Deep embedding is an approach, when complex high-dimensional input data are mapped into a smaller size semantic subspace preserving the most relevant information about the data. Generally, the mapping is learned from a large amount of supervised data. During the training process, semantically related samples are getting closer than semantically unrelated ones in the semantic subspace. To learn deep feed-forward embedding we use ResNet3D architecture up to the last fully connected layer. We add a fully connected layer with 64 output units and L2-normalization layer to the network. We use Histogram loss proposed in [15] as a training criteria, which is parameter-free batch loss function that firstly estimates two distributions of distances between matching and non-matching pairs and, secondly, computes the overlap between these two distributions. Once the deep embedding is trained, we use it to extract the embedded features: all images from the conversion dataset are propagated through the network and 64-dimensional vector representations are obtained.

5 Results

The results of the conversion prediction are shown in Table 1. For the considered interval, the quality of prediction based on clinical data is significantly higher than one on the neuroimaging.

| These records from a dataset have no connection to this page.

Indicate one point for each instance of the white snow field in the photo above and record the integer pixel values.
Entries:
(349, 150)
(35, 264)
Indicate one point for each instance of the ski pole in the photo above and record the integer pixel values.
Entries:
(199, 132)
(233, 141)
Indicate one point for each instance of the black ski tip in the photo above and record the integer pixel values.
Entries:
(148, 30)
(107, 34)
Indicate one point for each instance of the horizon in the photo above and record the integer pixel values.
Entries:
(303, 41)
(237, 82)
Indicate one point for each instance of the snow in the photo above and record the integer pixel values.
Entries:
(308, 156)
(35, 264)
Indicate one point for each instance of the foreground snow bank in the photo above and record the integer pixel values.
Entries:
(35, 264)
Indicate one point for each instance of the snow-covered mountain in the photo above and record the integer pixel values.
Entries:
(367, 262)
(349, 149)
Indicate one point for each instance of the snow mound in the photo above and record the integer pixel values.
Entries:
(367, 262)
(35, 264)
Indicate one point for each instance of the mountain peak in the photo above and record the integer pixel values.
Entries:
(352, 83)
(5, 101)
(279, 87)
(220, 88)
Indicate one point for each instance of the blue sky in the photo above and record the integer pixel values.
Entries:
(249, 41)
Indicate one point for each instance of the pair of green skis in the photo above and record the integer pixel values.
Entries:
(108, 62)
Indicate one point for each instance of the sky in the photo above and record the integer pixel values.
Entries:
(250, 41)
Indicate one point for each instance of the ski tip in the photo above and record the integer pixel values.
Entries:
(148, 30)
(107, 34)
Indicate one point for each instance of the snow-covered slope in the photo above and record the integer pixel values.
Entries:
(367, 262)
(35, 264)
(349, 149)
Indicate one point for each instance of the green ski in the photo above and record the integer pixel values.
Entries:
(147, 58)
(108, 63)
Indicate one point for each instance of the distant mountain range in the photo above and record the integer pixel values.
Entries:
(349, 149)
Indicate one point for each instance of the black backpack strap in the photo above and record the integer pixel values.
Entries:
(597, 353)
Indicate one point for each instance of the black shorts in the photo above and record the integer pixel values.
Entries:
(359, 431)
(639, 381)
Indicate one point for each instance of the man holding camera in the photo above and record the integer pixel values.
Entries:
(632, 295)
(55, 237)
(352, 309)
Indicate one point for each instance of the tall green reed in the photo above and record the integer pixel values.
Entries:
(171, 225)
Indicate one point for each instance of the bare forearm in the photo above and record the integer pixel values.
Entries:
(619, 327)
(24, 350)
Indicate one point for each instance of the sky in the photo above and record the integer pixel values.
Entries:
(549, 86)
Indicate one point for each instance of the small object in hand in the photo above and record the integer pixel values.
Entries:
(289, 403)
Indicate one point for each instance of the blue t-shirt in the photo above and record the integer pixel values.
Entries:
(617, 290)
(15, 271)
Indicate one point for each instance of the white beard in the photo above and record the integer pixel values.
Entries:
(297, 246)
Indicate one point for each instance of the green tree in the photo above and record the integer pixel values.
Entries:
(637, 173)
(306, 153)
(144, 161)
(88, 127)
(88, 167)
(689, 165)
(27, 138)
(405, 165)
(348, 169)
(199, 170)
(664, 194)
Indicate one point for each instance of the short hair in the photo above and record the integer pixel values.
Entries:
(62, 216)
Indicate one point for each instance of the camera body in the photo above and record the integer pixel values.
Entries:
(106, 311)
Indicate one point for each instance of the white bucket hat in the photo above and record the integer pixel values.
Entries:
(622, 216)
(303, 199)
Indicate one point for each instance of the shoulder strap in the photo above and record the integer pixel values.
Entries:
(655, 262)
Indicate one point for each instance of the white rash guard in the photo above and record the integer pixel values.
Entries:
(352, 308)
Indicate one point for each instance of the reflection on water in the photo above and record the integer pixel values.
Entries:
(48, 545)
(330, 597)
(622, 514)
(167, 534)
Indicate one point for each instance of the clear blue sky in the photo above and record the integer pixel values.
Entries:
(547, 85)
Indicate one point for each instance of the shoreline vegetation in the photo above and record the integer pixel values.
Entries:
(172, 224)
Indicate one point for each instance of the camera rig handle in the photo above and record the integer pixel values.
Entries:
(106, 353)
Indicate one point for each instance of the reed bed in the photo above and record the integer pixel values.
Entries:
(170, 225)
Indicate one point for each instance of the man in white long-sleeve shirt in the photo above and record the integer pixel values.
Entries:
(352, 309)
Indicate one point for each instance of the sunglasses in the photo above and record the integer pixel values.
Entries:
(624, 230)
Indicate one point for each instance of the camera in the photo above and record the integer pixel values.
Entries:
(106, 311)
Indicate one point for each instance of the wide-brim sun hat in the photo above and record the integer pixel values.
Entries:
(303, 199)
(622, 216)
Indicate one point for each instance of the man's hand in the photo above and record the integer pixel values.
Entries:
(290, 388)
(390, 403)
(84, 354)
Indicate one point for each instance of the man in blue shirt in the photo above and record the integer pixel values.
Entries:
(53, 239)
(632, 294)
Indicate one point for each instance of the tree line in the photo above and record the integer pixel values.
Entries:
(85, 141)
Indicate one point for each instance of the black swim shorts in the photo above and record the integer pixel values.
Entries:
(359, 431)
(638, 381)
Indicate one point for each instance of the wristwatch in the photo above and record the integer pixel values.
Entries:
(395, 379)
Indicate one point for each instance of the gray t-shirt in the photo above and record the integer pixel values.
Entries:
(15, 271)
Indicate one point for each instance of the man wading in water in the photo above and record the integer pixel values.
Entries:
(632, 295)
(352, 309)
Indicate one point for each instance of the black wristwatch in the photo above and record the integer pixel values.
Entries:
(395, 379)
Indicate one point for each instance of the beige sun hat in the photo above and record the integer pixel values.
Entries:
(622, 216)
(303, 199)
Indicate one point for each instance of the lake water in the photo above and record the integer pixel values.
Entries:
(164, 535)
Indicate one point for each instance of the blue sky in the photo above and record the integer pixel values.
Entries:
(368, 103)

On the neuroimaging, two network architectures provide comparative results for all experiments, although ResNet3D slightly outperforms VoxCNN. For the clinical data, the performance of XGBoost is slightly better than one of Logistic Regression model.

The results also show that the use of learned deep embedding helps increase the quality of prediction based on MR images, although it is still worse than one on the clinical data.

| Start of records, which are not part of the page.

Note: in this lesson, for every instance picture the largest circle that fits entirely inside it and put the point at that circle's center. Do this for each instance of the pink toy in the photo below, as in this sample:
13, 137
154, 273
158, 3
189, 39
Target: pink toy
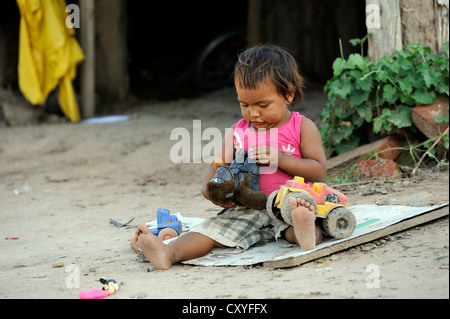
109, 287
94, 293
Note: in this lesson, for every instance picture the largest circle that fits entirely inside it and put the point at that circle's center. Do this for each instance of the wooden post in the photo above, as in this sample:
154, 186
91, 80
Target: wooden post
387, 34
88, 67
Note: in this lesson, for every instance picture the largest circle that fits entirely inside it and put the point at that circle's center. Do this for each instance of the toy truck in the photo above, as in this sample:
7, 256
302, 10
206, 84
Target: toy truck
168, 226
329, 205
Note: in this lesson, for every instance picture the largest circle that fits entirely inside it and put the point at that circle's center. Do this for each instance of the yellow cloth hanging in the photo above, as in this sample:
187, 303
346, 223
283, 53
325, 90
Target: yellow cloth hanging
48, 54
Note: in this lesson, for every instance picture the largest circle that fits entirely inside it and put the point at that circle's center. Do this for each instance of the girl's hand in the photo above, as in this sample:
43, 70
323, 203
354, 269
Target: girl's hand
265, 155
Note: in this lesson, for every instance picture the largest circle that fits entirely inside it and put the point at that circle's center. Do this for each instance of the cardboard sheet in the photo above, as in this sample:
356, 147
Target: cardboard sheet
371, 219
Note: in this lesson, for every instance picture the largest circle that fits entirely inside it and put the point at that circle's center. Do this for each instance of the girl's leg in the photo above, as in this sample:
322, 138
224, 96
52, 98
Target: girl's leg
304, 232
188, 246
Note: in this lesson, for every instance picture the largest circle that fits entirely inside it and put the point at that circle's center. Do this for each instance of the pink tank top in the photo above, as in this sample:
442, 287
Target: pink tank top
286, 139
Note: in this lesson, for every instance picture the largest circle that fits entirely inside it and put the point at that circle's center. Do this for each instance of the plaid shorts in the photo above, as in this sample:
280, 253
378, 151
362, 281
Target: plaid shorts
242, 228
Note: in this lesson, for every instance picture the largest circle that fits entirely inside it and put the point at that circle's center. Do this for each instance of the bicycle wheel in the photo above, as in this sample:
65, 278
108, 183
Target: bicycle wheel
215, 64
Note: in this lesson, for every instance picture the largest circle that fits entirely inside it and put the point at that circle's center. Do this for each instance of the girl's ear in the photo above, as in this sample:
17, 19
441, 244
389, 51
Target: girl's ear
290, 96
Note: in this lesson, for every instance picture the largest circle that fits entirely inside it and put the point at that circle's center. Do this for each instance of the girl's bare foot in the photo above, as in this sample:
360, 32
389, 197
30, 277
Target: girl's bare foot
158, 253
304, 225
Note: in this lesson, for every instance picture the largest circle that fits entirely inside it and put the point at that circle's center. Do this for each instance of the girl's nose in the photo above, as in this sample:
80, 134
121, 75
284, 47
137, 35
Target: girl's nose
254, 112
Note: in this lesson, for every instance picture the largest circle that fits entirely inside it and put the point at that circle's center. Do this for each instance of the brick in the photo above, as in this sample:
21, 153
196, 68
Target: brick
377, 168
423, 117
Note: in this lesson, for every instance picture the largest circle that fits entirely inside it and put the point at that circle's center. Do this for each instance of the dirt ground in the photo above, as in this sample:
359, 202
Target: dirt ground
61, 183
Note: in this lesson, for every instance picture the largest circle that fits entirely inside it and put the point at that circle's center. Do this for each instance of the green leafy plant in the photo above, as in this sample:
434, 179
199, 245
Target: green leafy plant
380, 94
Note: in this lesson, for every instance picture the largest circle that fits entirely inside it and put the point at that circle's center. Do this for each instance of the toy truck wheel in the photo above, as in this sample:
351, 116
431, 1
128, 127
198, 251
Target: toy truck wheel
274, 212
286, 206
340, 223
167, 233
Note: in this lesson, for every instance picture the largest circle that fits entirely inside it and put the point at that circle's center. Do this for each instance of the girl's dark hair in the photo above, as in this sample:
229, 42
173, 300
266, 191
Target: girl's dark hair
262, 62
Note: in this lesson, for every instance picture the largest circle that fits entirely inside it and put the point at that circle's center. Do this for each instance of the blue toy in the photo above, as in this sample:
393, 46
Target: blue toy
164, 221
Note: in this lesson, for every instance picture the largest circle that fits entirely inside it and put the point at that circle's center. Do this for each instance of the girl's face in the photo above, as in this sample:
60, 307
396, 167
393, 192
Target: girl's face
264, 107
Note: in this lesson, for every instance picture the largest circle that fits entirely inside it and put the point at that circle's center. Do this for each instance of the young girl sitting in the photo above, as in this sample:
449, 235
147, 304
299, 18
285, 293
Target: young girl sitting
267, 82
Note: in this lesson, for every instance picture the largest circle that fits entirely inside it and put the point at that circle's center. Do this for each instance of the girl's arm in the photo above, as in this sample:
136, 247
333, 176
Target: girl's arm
227, 156
313, 164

To investigate whether the neuroimaging data can add some new relevant information to the clinical data and, thereby, improve the prediction, we include extracted features from the embedding to the clinical ones. As can be seen from the results, the quality of prediction using clinical and embedding data is slightly higher than for clinical data, although still it is the same within the standard deviation.

Table 1. Conversion prediction results

Figure 2 shows the resulting representation from the learned deep embedding on a hold-out set. We applied T-SNE algorithm proposed in [9] to map our 64-dimensional feature vectors into 2-dimensional ones. In Fig. 2a, there are three clusters, each of which corresponds to one of the diagnoses: NC, MCI, or AD. From Fig. 2b and d can be seen that the separation between NC and AD is better than separation between MCI and AD.

Fig. 2.
figure 2

Embedding visualization: (a) clusters in the embedded space, (b) Kernel Density Estimation (KDE) of NC and AD distributions, (c) KDE of stable and converged MCI distributions, (d) KDE of MCI and AD distributions.

The next observation from Fig. 2a is that MCI cluster is spread between normal controls (NC) and Alzheimer’s Disease (AD). Since we know which MCI patient will converge to AD (cMCI) and which will not (sMCI), we plot the densities of stable and converged MCI. Figure 2c shows that these two groups of MCIs are quite good separated in the embedded space. The main mass of converged MCIs is closer to the AD cluster, whereas the stable MCIs are closer to the normal controls.

6 Conclusion

In this work, a problem of conversion prediction from mild cognitive impairment (MCI) to Alzheimer’s Disease (AD) was considered. We collected, preprocessed and analyzed the clinical and neuroimaging data. We applied the state-of-the-art methods for image classification on the neuroimaging data and compared the quality of classification with the several machine learning methods trained on the clinical data. The results of the experiments showed that the clinical data allow to obtain a better prediction quality than the neuroimaging and these models can be used for conversion prediction task.

We enhanced the performance on the neuroimaging data by training a deep feed-forward embedding. The embedding increased the quality of forecast, however, it is still worse than the clinical data yield. We further investigate the question whether the neuroimaging is able to add some new information for conversion prediction or not. According to the results on the current dataset, neuroimaging does have an effect on the conversion prediction, however it cannot noticeably increase the quality of the prediction when clinical data are used.